If the underlying cause of the fluid can be identified and corrected, the abdominal fluid may be partially reabsorbed back into the bloodstream. In cases of hemorrhage, as many as 50 percent of the red blood cells can go back into the circulation.
Feline Abdominal Fluid Classifications
Clinical pathologists often classify the fluid into one of three major categories: exudate, transudate or modified transudate, based on the amount of protein and cells in the fluid. Most samples end up being modified transudates, but because there is a lot of overlap between categories, most practitioners don’t find this classification very useful.
A more practical classification attributes the ascites to one of seven disease categories: cardiac, cancer, liver, feline infectious peritonitis (FIP), kidney, urinary tract trauma and peritonitis (inflammation of the lining of the abdomen).As compared to dogs, heart disease isn’t a major cause of ascites in cats.

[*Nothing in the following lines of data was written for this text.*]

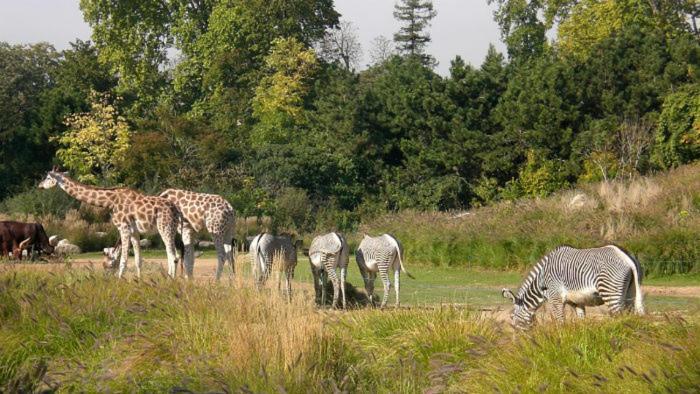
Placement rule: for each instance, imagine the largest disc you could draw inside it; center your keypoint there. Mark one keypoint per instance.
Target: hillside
(656, 218)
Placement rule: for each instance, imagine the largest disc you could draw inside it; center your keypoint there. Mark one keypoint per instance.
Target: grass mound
(655, 218)
(79, 330)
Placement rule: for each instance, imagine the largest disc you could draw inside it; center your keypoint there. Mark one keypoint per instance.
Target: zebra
(379, 254)
(328, 252)
(579, 277)
(265, 250)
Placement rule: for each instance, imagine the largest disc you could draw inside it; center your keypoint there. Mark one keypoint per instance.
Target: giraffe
(131, 212)
(209, 211)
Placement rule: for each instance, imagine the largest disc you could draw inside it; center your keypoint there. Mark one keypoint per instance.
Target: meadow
(70, 326)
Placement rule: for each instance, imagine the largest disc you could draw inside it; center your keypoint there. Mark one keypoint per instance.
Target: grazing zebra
(379, 254)
(265, 250)
(579, 277)
(328, 252)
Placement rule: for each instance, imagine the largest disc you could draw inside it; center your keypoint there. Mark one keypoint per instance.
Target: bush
(38, 203)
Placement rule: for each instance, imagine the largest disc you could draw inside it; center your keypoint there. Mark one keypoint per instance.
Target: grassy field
(78, 329)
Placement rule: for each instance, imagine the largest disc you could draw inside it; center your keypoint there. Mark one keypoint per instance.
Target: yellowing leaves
(96, 142)
(279, 97)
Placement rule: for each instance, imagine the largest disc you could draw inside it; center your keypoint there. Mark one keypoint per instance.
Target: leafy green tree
(96, 143)
(278, 101)
(412, 37)
(26, 73)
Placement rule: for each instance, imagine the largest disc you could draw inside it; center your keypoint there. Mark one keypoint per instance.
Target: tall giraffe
(132, 214)
(201, 211)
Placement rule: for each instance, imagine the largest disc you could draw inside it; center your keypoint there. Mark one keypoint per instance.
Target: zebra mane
(634, 259)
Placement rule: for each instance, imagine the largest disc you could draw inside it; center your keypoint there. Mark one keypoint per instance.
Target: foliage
(278, 100)
(415, 17)
(77, 329)
(96, 143)
(678, 132)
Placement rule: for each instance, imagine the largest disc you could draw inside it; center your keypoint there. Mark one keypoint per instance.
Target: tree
(278, 101)
(412, 37)
(96, 142)
(382, 50)
(26, 74)
(341, 45)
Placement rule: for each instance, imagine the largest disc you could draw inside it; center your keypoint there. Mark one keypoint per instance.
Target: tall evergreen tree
(412, 37)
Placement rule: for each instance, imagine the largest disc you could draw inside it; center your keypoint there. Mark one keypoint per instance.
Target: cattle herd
(607, 275)
(16, 237)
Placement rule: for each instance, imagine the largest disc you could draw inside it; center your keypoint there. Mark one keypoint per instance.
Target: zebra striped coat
(267, 249)
(328, 252)
(379, 255)
(579, 278)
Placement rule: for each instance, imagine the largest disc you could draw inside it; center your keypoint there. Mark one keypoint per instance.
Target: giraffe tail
(398, 251)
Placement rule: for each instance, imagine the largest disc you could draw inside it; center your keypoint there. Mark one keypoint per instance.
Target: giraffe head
(522, 316)
(53, 178)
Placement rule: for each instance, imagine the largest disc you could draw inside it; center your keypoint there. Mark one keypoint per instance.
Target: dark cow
(24, 235)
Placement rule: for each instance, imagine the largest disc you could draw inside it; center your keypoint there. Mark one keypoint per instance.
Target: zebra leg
(343, 275)
(387, 284)
(125, 234)
(221, 254)
(397, 274)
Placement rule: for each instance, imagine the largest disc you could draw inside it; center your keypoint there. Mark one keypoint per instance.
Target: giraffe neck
(88, 194)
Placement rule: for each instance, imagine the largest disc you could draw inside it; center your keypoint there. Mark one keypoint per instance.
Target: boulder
(206, 244)
(53, 240)
(66, 248)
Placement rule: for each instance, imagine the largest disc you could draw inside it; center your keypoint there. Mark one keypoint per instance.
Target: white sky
(461, 27)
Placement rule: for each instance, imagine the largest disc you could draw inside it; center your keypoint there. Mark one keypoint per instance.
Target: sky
(461, 27)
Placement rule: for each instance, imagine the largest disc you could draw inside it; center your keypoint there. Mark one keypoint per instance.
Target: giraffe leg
(330, 269)
(557, 308)
(135, 238)
(397, 274)
(167, 229)
(384, 275)
(125, 234)
(188, 242)
(343, 275)
(221, 254)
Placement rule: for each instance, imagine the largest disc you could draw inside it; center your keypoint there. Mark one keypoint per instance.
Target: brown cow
(18, 236)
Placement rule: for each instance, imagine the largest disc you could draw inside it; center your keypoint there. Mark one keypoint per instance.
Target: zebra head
(522, 317)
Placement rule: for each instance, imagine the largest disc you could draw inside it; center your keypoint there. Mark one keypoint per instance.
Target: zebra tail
(638, 298)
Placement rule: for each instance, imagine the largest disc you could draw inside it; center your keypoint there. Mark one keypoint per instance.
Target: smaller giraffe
(132, 213)
(209, 211)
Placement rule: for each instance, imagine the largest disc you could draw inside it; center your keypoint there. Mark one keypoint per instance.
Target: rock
(205, 244)
(66, 248)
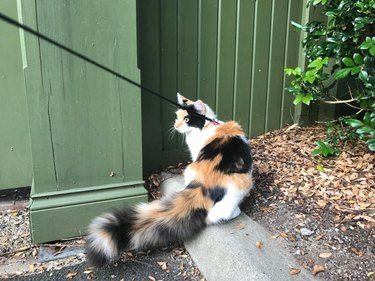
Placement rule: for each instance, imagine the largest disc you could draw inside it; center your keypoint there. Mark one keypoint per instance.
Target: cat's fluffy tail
(147, 225)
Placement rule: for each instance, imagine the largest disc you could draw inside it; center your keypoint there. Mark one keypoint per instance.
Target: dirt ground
(323, 208)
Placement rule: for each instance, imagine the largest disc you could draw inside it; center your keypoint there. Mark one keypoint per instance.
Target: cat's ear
(181, 100)
(200, 107)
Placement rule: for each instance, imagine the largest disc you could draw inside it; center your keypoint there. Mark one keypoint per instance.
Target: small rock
(306, 231)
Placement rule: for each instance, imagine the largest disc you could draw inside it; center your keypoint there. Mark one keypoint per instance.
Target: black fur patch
(216, 194)
(181, 230)
(119, 228)
(236, 155)
(193, 184)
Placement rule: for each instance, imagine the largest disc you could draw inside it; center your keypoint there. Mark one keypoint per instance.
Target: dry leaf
(31, 268)
(71, 275)
(358, 252)
(317, 269)
(259, 245)
(239, 226)
(294, 271)
(266, 209)
(320, 236)
(162, 264)
(325, 255)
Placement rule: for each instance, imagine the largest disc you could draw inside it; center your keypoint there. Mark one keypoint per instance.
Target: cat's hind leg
(227, 208)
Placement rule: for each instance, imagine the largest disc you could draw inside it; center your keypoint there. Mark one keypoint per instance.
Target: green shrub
(342, 47)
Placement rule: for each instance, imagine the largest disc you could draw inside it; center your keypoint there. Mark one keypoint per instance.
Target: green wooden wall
(230, 54)
(85, 124)
(15, 155)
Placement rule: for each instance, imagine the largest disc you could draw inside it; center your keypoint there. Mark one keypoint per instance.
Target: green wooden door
(15, 156)
(85, 124)
(230, 54)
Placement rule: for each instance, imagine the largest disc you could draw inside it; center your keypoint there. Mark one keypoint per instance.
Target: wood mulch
(323, 209)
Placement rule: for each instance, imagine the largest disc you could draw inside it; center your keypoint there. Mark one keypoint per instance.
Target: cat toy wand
(13, 22)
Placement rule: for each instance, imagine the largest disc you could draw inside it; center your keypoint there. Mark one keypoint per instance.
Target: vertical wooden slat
(275, 89)
(15, 164)
(168, 64)
(149, 63)
(245, 27)
(85, 124)
(293, 52)
(260, 67)
(187, 47)
(226, 59)
(230, 54)
(207, 50)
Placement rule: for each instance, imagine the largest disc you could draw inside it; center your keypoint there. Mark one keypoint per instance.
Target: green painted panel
(260, 67)
(45, 227)
(187, 22)
(15, 155)
(244, 59)
(207, 51)
(230, 54)
(168, 73)
(276, 64)
(90, 112)
(85, 124)
(226, 59)
(149, 64)
(293, 54)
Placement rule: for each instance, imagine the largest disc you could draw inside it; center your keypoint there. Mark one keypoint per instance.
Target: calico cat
(217, 180)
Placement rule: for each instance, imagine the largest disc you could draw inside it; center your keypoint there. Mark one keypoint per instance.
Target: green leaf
(307, 99)
(318, 63)
(342, 73)
(288, 71)
(355, 70)
(365, 130)
(358, 59)
(363, 75)
(367, 119)
(297, 25)
(354, 122)
(348, 62)
(298, 99)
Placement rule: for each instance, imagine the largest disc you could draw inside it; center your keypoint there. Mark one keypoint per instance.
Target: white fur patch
(227, 208)
(99, 239)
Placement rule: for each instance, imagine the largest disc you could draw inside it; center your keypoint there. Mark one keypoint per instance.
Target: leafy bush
(342, 47)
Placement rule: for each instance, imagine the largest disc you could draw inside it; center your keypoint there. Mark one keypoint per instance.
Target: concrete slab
(242, 250)
(238, 250)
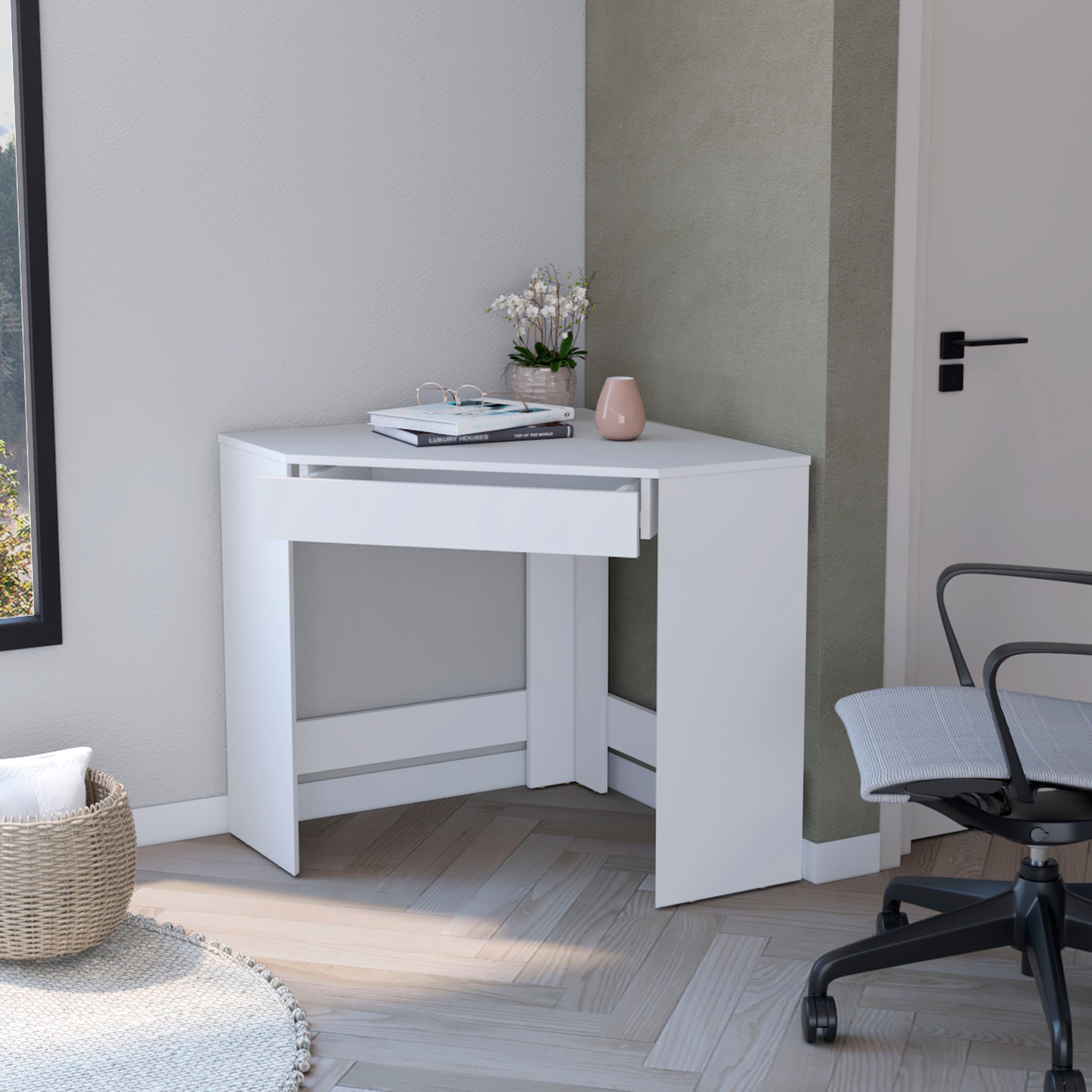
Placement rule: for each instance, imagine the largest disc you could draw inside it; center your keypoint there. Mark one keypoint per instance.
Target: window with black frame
(30, 565)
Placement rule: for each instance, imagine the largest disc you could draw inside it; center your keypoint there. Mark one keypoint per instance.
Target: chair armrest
(1018, 780)
(1032, 573)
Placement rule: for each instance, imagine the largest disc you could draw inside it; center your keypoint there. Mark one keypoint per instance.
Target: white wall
(261, 214)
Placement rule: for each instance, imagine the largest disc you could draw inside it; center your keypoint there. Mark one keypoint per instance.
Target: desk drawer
(593, 517)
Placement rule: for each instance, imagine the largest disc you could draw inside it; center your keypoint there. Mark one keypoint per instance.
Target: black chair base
(1038, 914)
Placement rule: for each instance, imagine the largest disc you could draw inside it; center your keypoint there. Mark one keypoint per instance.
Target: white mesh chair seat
(931, 733)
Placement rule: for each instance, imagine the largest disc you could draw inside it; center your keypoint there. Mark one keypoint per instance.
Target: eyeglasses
(437, 395)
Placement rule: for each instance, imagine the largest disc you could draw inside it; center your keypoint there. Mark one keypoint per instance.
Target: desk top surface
(661, 451)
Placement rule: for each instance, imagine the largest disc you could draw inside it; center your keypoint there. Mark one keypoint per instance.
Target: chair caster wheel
(1064, 1080)
(819, 1017)
(887, 921)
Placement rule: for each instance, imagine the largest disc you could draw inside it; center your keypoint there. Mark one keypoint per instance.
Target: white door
(1005, 249)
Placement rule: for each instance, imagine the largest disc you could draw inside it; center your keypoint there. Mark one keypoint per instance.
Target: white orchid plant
(547, 320)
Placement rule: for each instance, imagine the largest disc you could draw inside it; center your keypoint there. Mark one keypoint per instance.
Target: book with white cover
(476, 416)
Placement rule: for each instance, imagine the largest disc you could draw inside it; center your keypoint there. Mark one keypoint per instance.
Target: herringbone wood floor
(508, 943)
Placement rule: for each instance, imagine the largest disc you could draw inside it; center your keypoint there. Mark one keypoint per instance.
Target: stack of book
(490, 421)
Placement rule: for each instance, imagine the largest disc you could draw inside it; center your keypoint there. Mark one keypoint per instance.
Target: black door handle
(953, 343)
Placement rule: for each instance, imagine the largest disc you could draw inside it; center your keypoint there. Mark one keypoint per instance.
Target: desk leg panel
(591, 670)
(730, 665)
(258, 665)
(552, 621)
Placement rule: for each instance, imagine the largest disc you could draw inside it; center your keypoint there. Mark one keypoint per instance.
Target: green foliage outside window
(17, 585)
(17, 589)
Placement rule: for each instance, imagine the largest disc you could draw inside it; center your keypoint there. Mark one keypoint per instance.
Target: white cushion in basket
(55, 782)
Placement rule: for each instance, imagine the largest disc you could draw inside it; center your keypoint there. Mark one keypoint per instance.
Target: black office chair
(1015, 765)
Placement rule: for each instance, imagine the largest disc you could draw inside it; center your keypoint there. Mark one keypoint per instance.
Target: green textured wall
(741, 166)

Prior to 1987, heart disease was a significant cause of ascites in cats, mainly due to the disease dilated cardiomyopathy (DCM), which was fairly prevalent. Once it was discovered that a deficiency in the amino acid taurine was the primary cause of feline DCM, pet food manufacturers corrected the deficiency in the food and the incidence of DCM dropped dramatically.
Ascites Are Often A Sign of Disease
Sadly, cancer is a common cause of abdominal effusion in cats, and is more common as cats get older. In most cases, the initial tumor is a carcinoma, typically involving the gastrointestinal tract or pancreas. If the tumor metastasizes throughout the entire abdomen — a condition called carcinomatosis — it often leads to ascites.
Feline infectious peritonitis (FIP) is a terrible viral disease that commonly causes abdominal fluid accumulation. Cats of any age are susceptible, although young cats are more commonly affected. Although extensive research into therapy for FIP is currently underway, FIP is still not treatable and cats invariably succumb to the disorder.
Severe liver disease can also cause ascites in cats. The liver produces albumin, a protein that is important in helping maintain fluid within the circulation. If the liver is very diseased, it may produce inadequate amounts of albumin, resulting in hypoproteinemia, a reduced level of protein in the blood. Unfortunately, this can lead to ascites.
Additionally, pancreatitis is a common cause of ascites in cats. In acute, severe cases of pancreatitis, fluid leaks through the vessels within the inflamed pancreas into the abdominal cavity. Pancreatitis used to be difficult to diagnose in cats, but improved ultrasound equipment and the development of a blood test called the fPLI test has made diagnosis easier.
Managing Your Cat's Ascites
Unfortunately, ascites often occurs at the end stages of disorders that cannot be cured. At that point, the focus of treatment involves trying to manage the ascites rather than resolve it. Medical management of the underlying condition — such as heart or liver failure — may decrease the amount of ascites present and reduce the formation of additional fluid. In most instances, however, medication stabilizes the underlying disease, but will have minimal effect on the abdominal effusion. In these cases, fluid can be removed from the abdomen periodically, relieving the discomfort of a distended abdomen.
Sadly, the disorders that cause ascites in cats tend to be ominous, and the prognosis is usually guarded or poor. Owners who think their cat might have a distended or enlarging abdomen should seek veterinary advice immediately, as early detection and prompt diagnosis may lead to a better outcome.